What would the law be without exceptions to the rule? And yes, we have two, or at least one, with a variant. It's called the Firefighter's Rule, and from that, the veterinary variant, announced first in our case.
Basically, it means no recovery for people employed to handle the very risk where they may be injured. It's an odd rule that results in odd outcomes. Someone negligently starts a fire, the firefighter gets injured, but the firefighter can't recover from the person who negligently starts the fire. But, if it's an arsonist (removing the negligence element), then recovery would be proper.
So too here. Our dog walker was employed to walk dogs, and inherent in that job is the risk of a dog bite. Our illustrious 1st Appellate District Court determined therefore that the veterinary variant applied, preventing application of Civil Code section 3342, the strict liability dog bite statute.

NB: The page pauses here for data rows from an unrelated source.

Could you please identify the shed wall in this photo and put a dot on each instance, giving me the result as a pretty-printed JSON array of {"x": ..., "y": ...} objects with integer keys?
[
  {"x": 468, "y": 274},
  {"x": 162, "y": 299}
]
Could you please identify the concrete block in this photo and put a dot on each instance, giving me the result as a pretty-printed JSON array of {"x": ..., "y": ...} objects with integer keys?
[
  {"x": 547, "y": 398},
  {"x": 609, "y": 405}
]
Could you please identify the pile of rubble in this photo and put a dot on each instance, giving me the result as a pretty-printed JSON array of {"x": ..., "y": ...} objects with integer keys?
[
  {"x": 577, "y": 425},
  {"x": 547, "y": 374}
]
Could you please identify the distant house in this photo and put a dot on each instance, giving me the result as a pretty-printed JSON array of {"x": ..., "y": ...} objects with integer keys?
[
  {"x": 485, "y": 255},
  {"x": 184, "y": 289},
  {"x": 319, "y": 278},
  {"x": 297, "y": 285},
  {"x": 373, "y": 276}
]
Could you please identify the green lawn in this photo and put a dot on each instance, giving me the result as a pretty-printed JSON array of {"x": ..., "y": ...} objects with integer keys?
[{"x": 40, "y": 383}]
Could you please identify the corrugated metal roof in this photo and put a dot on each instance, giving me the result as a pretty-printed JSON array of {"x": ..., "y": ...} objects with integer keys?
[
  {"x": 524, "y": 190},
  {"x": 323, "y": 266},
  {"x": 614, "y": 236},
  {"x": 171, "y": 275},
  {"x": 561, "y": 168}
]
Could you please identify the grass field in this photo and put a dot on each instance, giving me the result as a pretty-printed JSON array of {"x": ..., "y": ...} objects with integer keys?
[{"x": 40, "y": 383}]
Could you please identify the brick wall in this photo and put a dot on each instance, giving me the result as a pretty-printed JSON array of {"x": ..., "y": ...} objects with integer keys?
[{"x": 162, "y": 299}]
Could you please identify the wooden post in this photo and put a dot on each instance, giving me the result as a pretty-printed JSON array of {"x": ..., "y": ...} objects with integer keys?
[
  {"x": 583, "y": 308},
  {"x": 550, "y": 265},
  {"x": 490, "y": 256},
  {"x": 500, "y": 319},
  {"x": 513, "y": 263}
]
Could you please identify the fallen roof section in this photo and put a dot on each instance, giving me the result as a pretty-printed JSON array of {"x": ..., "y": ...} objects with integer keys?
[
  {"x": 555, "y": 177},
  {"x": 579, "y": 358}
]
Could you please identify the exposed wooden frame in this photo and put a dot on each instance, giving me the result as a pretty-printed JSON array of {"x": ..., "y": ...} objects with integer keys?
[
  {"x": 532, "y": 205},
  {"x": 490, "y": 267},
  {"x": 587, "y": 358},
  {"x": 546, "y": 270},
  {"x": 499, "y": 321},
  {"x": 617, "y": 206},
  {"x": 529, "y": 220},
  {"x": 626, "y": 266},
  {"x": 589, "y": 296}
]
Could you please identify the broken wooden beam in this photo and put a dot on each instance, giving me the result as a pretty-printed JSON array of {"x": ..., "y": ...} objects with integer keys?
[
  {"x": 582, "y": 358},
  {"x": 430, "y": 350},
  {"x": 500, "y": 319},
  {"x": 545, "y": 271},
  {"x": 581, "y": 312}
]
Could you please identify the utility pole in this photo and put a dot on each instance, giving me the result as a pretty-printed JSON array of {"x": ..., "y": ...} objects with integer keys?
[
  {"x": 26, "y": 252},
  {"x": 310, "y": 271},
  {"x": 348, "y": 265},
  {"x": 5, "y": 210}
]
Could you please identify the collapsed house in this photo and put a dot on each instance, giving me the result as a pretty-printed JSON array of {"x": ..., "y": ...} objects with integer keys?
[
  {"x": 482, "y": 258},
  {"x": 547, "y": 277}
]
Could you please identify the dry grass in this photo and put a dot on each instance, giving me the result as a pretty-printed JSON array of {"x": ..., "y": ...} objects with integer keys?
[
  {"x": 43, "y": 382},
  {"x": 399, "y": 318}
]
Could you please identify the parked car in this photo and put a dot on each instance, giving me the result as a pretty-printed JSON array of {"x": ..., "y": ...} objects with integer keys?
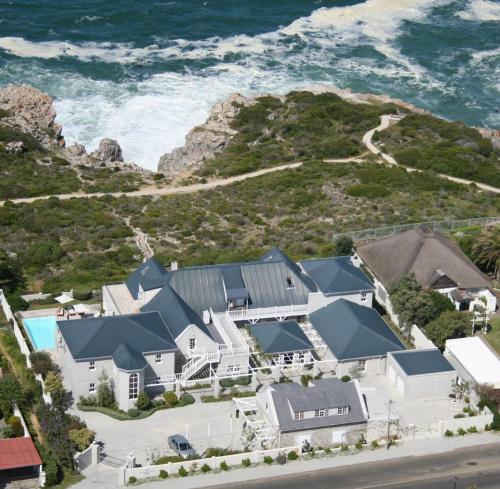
[{"x": 181, "y": 446}]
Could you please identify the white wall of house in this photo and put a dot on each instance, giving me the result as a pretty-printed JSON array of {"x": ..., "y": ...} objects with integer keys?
[
  {"x": 317, "y": 300},
  {"x": 429, "y": 386}
]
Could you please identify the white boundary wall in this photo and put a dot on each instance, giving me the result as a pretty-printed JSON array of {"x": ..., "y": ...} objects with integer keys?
[{"x": 214, "y": 463}]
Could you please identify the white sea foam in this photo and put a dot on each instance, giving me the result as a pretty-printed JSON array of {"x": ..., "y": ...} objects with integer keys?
[
  {"x": 151, "y": 117},
  {"x": 481, "y": 11}
]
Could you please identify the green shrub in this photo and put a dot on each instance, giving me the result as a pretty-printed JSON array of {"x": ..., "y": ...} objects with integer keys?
[
  {"x": 186, "y": 399},
  {"x": 133, "y": 412},
  {"x": 171, "y": 398},
  {"x": 246, "y": 462},
  {"x": 227, "y": 383},
  {"x": 143, "y": 401}
]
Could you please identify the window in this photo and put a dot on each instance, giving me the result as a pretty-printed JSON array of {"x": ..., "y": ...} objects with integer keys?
[
  {"x": 133, "y": 386},
  {"x": 320, "y": 413},
  {"x": 361, "y": 368}
]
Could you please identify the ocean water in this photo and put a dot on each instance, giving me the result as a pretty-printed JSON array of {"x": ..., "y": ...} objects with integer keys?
[{"x": 145, "y": 72}]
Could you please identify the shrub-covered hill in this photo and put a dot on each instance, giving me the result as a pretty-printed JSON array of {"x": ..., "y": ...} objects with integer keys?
[
  {"x": 430, "y": 143},
  {"x": 298, "y": 127}
]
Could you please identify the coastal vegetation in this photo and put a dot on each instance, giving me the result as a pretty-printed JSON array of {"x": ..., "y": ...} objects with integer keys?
[
  {"x": 429, "y": 143},
  {"x": 300, "y": 126}
]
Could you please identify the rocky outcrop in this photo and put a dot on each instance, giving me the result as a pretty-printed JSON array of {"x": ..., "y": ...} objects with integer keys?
[
  {"x": 207, "y": 140},
  {"x": 109, "y": 150},
  {"x": 31, "y": 111}
]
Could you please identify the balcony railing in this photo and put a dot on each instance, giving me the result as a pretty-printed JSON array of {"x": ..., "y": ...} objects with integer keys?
[{"x": 267, "y": 312}]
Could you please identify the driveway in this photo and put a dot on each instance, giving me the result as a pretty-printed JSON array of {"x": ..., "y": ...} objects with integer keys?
[{"x": 205, "y": 425}]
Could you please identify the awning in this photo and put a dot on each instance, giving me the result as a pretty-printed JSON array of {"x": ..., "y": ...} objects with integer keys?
[{"x": 64, "y": 299}]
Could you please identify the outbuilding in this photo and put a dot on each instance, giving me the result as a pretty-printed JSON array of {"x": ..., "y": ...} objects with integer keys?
[{"x": 421, "y": 374}]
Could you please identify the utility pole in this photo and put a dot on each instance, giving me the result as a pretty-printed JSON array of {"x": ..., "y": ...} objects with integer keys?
[{"x": 389, "y": 425}]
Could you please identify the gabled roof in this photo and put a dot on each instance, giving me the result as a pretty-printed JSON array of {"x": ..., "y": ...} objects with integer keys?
[
  {"x": 336, "y": 275},
  {"x": 128, "y": 358},
  {"x": 352, "y": 331},
  {"x": 425, "y": 254},
  {"x": 320, "y": 394},
  {"x": 422, "y": 362},
  {"x": 175, "y": 312},
  {"x": 149, "y": 275},
  {"x": 18, "y": 452},
  {"x": 280, "y": 337},
  {"x": 99, "y": 337}
]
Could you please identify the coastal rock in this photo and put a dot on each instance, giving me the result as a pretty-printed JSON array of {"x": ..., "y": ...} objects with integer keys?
[
  {"x": 205, "y": 141},
  {"x": 108, "y": 151},
  {"x": 31, "y": 111}
]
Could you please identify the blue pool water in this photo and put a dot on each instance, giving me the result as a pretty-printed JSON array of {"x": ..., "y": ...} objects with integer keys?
[{"x": 41, "y": 332}]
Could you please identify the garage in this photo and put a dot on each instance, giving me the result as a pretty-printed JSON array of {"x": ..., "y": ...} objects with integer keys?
[{"x": 420, "y": 374}]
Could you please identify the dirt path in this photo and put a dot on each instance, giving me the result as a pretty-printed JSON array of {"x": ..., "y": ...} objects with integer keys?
[
  {"x": 154, "y": 191},
  {"x": 385, "y": 121}
]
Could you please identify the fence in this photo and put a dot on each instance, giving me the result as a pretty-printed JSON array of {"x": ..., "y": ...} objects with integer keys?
[
  {"x": 446, "y": 225},
  {"x": 213, "y": 462}
]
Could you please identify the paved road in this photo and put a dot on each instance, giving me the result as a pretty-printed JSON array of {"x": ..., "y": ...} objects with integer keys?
[
  {"x": 477, "y": 465},
  {"x": 384, "y": 124},
  {"x": 154, "y": 191}
]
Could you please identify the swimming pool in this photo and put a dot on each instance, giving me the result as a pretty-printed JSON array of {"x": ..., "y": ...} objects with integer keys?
[{"x": 42, "y": 332}]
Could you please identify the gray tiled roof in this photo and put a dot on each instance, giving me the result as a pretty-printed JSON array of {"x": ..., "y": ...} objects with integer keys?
[
  {"x": 336, "y": 275},
  {"x": 99, "y": 337},
  {"x": 352, "y": 331},
  {"x": 175, "y": 312},
  {"x": 423, "y": 253},
  {"x": 280, "y": 337},
  {"x": 421, "y": 362},
  {"x": 150, "y": 275},
  {"x": 128, "y": 358},
  {"x": 320, "y": 394}
]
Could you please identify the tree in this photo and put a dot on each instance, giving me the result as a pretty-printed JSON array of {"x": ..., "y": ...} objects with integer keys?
[
  {"x": 343, "y": 246},
  {"x": 53, "y": 382},
  {"x": 41, "y": 363},
  {"x": 450, "y": 324},
  {"x": 10, "y": 393},
  {"x": 105, "y": 393}
]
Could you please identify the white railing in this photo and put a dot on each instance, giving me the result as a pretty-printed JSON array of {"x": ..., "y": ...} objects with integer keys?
[{"x": 267, "y": 312}]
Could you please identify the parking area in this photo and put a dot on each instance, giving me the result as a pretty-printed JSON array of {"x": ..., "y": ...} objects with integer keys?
[
  {"x": 205, "y": 425},
  {"x": 379, "y": 390}
]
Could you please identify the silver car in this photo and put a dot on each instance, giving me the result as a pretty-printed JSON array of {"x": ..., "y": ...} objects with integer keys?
[{"x": 181, "y": 446}]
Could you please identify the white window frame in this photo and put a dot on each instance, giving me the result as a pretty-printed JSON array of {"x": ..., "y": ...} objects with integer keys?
[
  {"x": 133, "y": 386},
  {"x": 320, "y": 413}
]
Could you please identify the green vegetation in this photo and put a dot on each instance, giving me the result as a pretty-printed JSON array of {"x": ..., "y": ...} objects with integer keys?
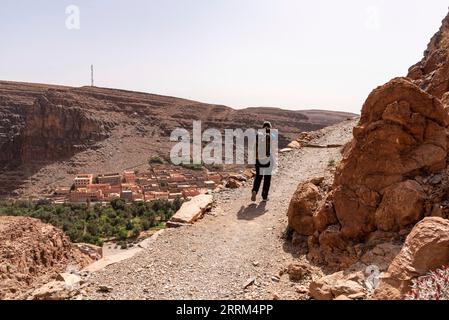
[
  {"x": 94, "y": 224},
  {"x": 156, "y": 160}
]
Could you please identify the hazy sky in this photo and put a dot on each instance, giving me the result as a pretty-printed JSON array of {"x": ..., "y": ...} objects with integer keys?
[{"x": 294, "y": 54}]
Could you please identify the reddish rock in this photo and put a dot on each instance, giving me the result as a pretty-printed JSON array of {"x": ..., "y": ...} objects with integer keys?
[
  {"x": 302, "y": 207},
  {"x": 402, "y": 131},
  {"x": 426, "y": 248},
  {"x": 402, "y": 205},
  {"x": 432, "y": 72}
]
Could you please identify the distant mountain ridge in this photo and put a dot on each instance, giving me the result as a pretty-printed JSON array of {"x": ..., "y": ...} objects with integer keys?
[{"x": 111, "y": 129}]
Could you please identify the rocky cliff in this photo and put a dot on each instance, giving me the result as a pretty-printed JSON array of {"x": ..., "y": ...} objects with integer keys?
[
  {"x": 48, "y": 133},
  {"x": 393, "y": 174}
]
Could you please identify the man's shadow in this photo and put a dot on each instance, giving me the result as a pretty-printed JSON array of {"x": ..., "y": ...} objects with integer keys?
[{"x": 252, "y": 211}]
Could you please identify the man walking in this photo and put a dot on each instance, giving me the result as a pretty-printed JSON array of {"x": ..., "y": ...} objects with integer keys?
[{"x": 264, "y": 163}]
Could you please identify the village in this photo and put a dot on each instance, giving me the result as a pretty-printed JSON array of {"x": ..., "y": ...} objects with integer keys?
[{"x": 162, "y": 182}]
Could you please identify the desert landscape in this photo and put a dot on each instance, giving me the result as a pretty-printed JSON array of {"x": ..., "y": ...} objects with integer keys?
[{"x": 92, "y": 209}]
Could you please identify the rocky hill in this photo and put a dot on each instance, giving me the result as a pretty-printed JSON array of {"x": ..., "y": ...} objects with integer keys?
[
  {"x": 388, "y": 204},
  {"x": 48, "y": 133}
]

But, that's not the rest of the story. Our Court also decided that the trial court should have instructed the jury on BAJI 6.66, a jury instruction that the occupational assumption of the risk does not apply here because a domestic animal is presumed not to have vicious tendencies, the owner knew about it but failed to disclose it. Check out the last paragraph of the jury instruction, and you'll get the picture.
Remember that Nelson apparently forgot to tell the vet that Mugsey severed an artery in his arm, and put another dog owner in the hospital, too? He will likely get tagged for that failure.
You could say that the Appellate Court threw Priebe a bone.